Despite the fact that he willfully (gloves are off now, folks) misled three services and thousands of online viewers to make his misguided “here’s how to activate your super power” point, I can bet a pretty penny that NO ONE will call him out on it, either to his face or by, like, preparing a “This is what Paul actually taught on tongues” sermon.

No one but this little inferior non-believer, anyway.

I kinda feel sorry for Christians at times for these reasons. Critical thought is heavily discouraged… which, you know, no longer my monkey, no longer my circus. But then it spills into my view again when in the car, my mother puts on another sermon on tongues to “edify” my sister because she found out after the service that she can’t speak in tongues (😱), so that’s obviously an urgent matter that we must rectify in time for the ever-impending rapture. I wouldn’t be shocked to overhear her praying and - to cover all her bases - fasting about it. I kinda wish my sister had just lied like me to save her the trouble of the prayer point.

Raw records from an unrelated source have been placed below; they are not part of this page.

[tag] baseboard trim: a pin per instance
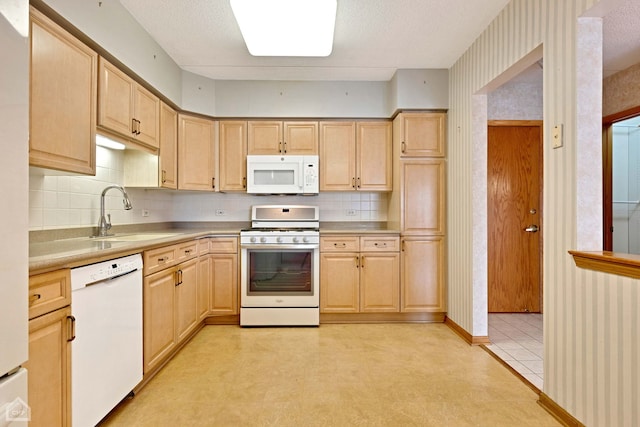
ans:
(558, 412)
(470, 339)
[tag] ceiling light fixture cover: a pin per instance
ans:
(286, 27)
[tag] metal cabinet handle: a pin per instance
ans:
(71, 328)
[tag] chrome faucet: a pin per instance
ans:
(105, 222)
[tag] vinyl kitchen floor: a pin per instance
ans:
(334, 375)
(516, 338)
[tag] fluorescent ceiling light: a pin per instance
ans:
(103, 141)
(286, 27)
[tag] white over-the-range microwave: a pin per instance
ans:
(282, 174)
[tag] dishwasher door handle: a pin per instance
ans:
(110, 278)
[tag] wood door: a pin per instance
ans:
(224, 284)
(233, 155)
(115, 98)
(374, 166)
(422, 184)
(339, 282)
(196, 170)
(62, 99)
(337, 156)
(186, 298)
(49, 369)
(422, 134)
(514, 179)
(300, 138)
(159, 317)
(380, 282)
(422, 270)
(168, 147)
(147, 113)
(264, 137)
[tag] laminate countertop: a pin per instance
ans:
(55, 249)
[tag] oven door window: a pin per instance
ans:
(280, 272)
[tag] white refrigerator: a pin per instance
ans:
(14, 211)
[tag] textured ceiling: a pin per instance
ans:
(373, 38)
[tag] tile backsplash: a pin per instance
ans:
(62, 201)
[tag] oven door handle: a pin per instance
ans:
(278, 246)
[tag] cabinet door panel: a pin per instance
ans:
(224, 284)
(49, 369)
(233, 155)
(423, 134)
(147, 112)
(300, 138)
(423, 275)
(422, 183)
(63, 99)
(380, 282)
(339, 283)
(168, 161)
(196, 170)
(187, 299)
(264, 137)
(374, 168)
(159, 323)
(337, 156)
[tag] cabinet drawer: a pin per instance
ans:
(187, 250)
(49, 292)
(380, 244)
(339, 244)
(223, 245)
(159, 259)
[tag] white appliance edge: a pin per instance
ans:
(14, 215)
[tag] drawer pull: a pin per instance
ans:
(71, 322)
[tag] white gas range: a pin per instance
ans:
(280, 260)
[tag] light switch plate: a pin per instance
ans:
(556, 136)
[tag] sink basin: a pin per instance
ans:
(135, 237)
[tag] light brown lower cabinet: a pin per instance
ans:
(49, 368)
(170, 304)
(422, 270)
(359, 282)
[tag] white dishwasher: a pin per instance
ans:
(106, 355)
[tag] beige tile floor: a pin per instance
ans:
(516, 338)
(334, 375)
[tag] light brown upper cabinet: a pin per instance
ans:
(63, 93)
(270, 137)
(421, 134)
(168, 159)
(126, 109)
(196, 162)
(233, 155)
(355, 156)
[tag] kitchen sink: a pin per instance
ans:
(135, 237)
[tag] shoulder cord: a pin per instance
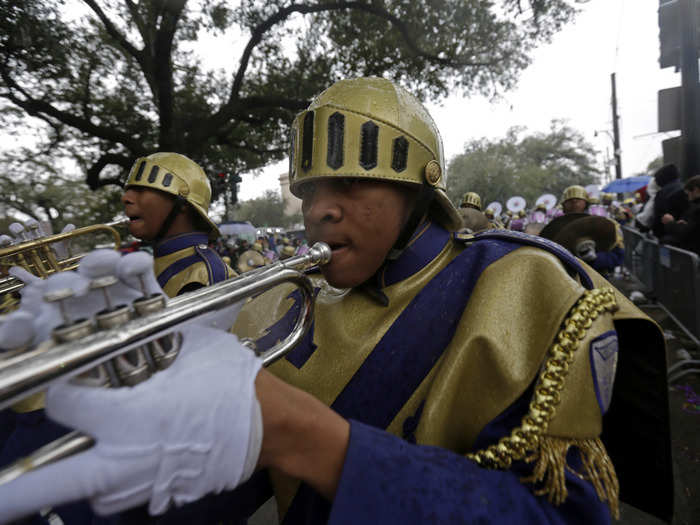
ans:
(178, 206)
(546, 397)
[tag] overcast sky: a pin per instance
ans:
(568, 79)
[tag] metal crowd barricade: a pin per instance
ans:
(640, 257)
(670, 273)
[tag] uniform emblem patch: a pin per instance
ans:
(603, 352)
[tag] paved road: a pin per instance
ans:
(684, 404)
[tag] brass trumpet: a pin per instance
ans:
(27, 373)
(37, 257)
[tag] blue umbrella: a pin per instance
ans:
(627, 185)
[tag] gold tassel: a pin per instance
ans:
(550, 468)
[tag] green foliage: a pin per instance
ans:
(267, 210)
(654, 165)
(106, 82)
(39, 190)
(523, 164)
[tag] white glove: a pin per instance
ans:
(191, 430)
(586, 250)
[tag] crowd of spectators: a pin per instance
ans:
(672, 213)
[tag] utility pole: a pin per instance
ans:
(689, 89)
(616, 130)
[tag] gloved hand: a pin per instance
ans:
(188, 431)
(192, 429)
(586, 250)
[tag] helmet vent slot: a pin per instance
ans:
(307, 141)
(399, 154)
(336, 130)
(139, 173)
(153, 174)
(368, 145)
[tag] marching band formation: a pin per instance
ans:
(459, 366)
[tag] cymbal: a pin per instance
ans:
(249, 260)
(569, 230)
(474, 220)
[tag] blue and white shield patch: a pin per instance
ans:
(603, 365)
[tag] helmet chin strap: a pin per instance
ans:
(426, 194)
(178, 206)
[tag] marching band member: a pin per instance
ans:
(471, 200)
(167, 199)
(410, 400)
(575, 200)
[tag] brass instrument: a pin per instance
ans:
(32, 371)
(37, 257)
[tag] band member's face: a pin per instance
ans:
(359, 219)
(574, 206)
(147, 210)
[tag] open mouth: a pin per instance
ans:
(337, 246)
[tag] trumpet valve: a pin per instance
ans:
(163, 351)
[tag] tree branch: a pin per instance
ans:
(127, 47)
(283, 14)
(36, 107)
(93, 179)
(163, 70)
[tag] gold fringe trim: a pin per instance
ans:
(550, 469)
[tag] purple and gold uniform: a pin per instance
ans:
(435, 380)
(185, 262)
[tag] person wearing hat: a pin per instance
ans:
(575, 200)
(470, 210)
(684, 231)
(670, 199)
(410, 400)
(471, 200)
(166, 198)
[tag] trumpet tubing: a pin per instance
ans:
(37, 257)
(25, 374)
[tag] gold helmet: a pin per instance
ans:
(471, 199)
(177, 175)
(370, 128)
(575, 192)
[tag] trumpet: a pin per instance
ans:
(26, 373)
(36, 256)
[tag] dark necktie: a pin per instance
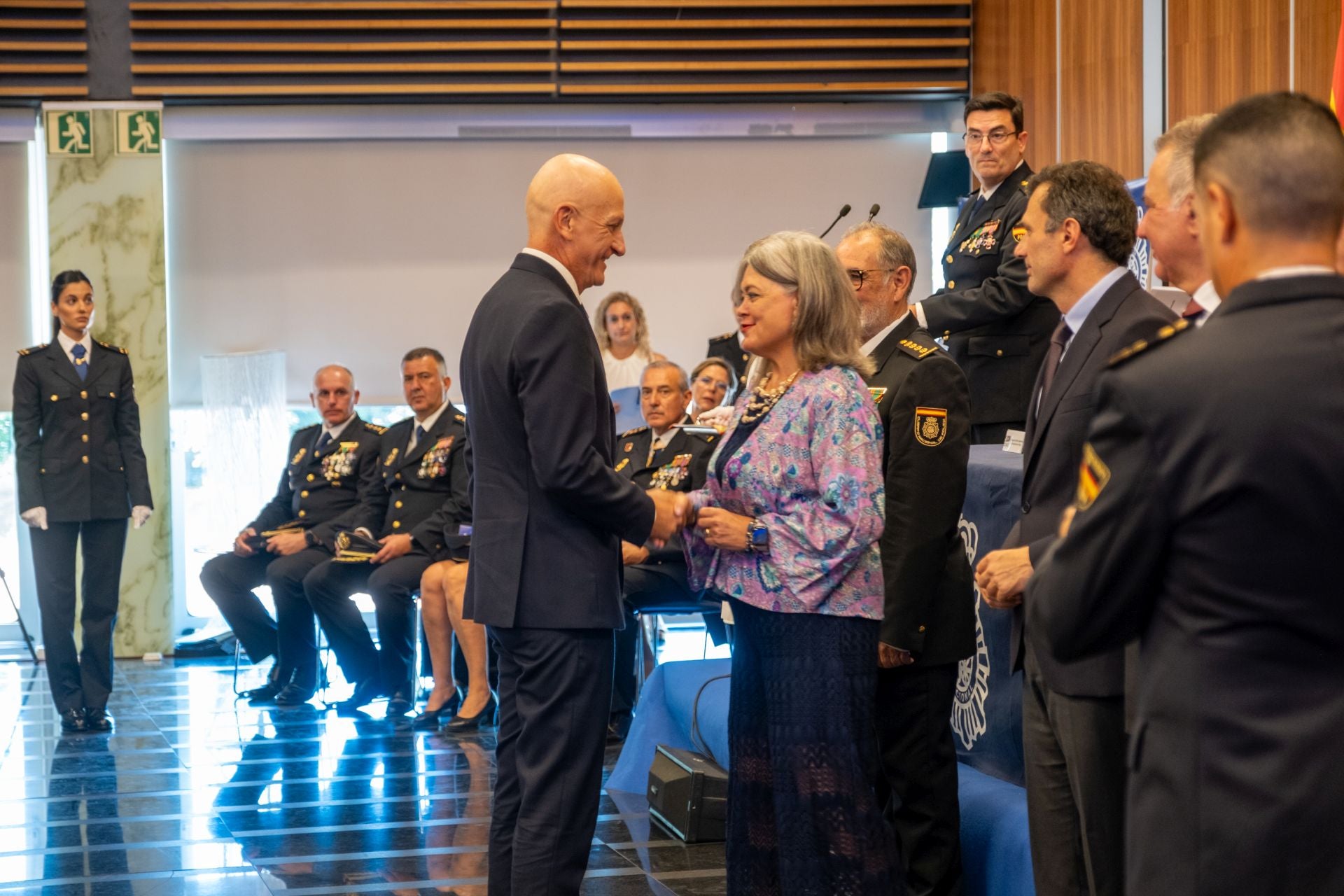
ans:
(1058, 340)
(81, 365)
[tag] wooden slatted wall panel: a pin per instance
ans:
(377, 49)
(43, 50)
(738, 49)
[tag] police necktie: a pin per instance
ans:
(1058, 342)
(81, 365)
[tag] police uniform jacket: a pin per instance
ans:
(1208, 526)
(419, 484)
(992, 326)
(727, 347)
(680, 465)
(925, 412)
(319, 486)
(77, 441)
(1054, 445)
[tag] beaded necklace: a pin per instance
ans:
(762, 399)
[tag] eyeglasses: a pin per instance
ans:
(857, 276)
(995, 137)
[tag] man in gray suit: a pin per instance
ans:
(1208, 524)
(1075, 238)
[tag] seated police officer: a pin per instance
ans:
(659, 456)
(424, 469)
(332, 468)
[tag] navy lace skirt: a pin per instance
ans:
(803, 817)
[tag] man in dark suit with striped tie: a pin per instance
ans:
(1077, 235)
(552, 512)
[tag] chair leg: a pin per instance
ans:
(238, 657)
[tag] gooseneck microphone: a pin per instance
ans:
(844, 210)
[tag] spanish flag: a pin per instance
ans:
(1338, 80)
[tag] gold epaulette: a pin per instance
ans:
(918, 349)
(1144, 344)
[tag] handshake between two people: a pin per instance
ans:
(720, 528)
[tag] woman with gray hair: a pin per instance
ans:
(787, 532)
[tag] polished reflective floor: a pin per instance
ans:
(198, 794)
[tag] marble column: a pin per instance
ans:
(105, 214)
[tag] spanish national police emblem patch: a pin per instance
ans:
(1093, 476)
(930, 425)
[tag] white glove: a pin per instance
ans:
(717, 416)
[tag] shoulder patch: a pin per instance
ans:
(918, 348)
(1144, 344)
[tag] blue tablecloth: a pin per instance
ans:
(987, 715)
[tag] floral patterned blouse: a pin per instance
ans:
(811, 473)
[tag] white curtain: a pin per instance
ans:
(244, 398)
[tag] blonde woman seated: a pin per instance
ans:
(622, 333)
(442, 590)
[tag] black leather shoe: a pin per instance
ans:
(458, 724)
(267, 694)
(398, 704)
(366, 692)
(295, 695)
(99, 720)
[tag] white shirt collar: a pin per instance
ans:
(66, 343)
(334, 431)
(872, 346)
(1294, 270)
(1208, 298)
(428, 422)
(556, 265)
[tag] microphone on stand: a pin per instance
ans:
(844, 210)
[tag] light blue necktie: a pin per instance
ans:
(81, 365)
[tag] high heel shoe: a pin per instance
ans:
(460, 724)
(432, 719)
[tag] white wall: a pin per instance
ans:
(15, 284)
(353, 251)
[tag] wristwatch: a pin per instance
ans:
(758, 538)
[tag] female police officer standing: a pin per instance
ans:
(81, 475)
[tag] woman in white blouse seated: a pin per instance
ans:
(622, 333)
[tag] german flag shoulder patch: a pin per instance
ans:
(1144, 344)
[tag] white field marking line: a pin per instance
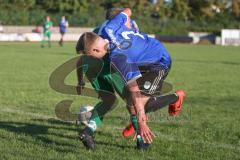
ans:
(159, 134)
(38, 115)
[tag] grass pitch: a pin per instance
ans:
(208, 127)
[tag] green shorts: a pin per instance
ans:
(108, 81)
(47, 34)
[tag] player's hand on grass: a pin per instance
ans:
(144, 131)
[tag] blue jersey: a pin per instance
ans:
(130, 49)
(63, 26)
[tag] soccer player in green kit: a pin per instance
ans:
(105, 78)
(47, 27)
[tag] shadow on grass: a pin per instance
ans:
(39, 132)
(42, 131)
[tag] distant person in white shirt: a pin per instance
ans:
(62, 29)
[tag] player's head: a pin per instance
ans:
(112, 12)
(48, 18)
(92, 44)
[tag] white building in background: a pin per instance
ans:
(230, 37)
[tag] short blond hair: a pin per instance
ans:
(85, 42)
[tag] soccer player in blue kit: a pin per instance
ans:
(128, 51)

(Lying to them at will is my tongue of choice, no Holy Spirit required.)

In closing, let me remark on something I know more about than I do the Bible:

Believers aren’t “getting lost” because gifts of the Spirit aren’t evident enough in the church today as they were in the days of yore (as Fred claimed, with dubious authority because I doubt he spends much time chatting with scum like me). 

Believers are be-leaving (🤣) the church because of little consistent falsehoods like this, gradually conflicting with what they know and have experienced out in the world, and eventually landing once Bible-beating evangelists in an all-too-familiar place: desperate disenchantment. Or, like Partner, happy to meditate on various religious texts alone and with select like-minded brethren, but vowing never to step through the doors of a church again. Organized religion has yet to find a coherent response to this phenomenon.

However, religious practice has real, undeniable benefits to humanity. And I know many people (for the not-wanting-people-to-go-to-hell thing or just good ol’ Biblical obedience) are compelled to spread the Gospel far and wide.

Totally fine by me (Growth!).

But, FWIW, to those people, I say - get out of your insulated echo-chambers and address non-believers’ actual objections (as best you can, anyway - some of this stuff constitutes “irreconcilable differences”) - NOT the ones you make up to lend credence to your grand-standing. Works even better than coaxing the angels for a favor by speaking in their particular brand of nonsense.

(Gloves back on)

I want to believe that Fred isn’t a malicious actor, that he actually wants to lead Christ’s flock to the light. In which case, I hope some version of this rant reaches him so he can offer the congregation an official correction/redaction. Or at the very least, for the sake of his soul, I hope he repents for bearing false witness. Preferably during his late-night Spirit-filled ramblings. I hear those work great for stuff like this.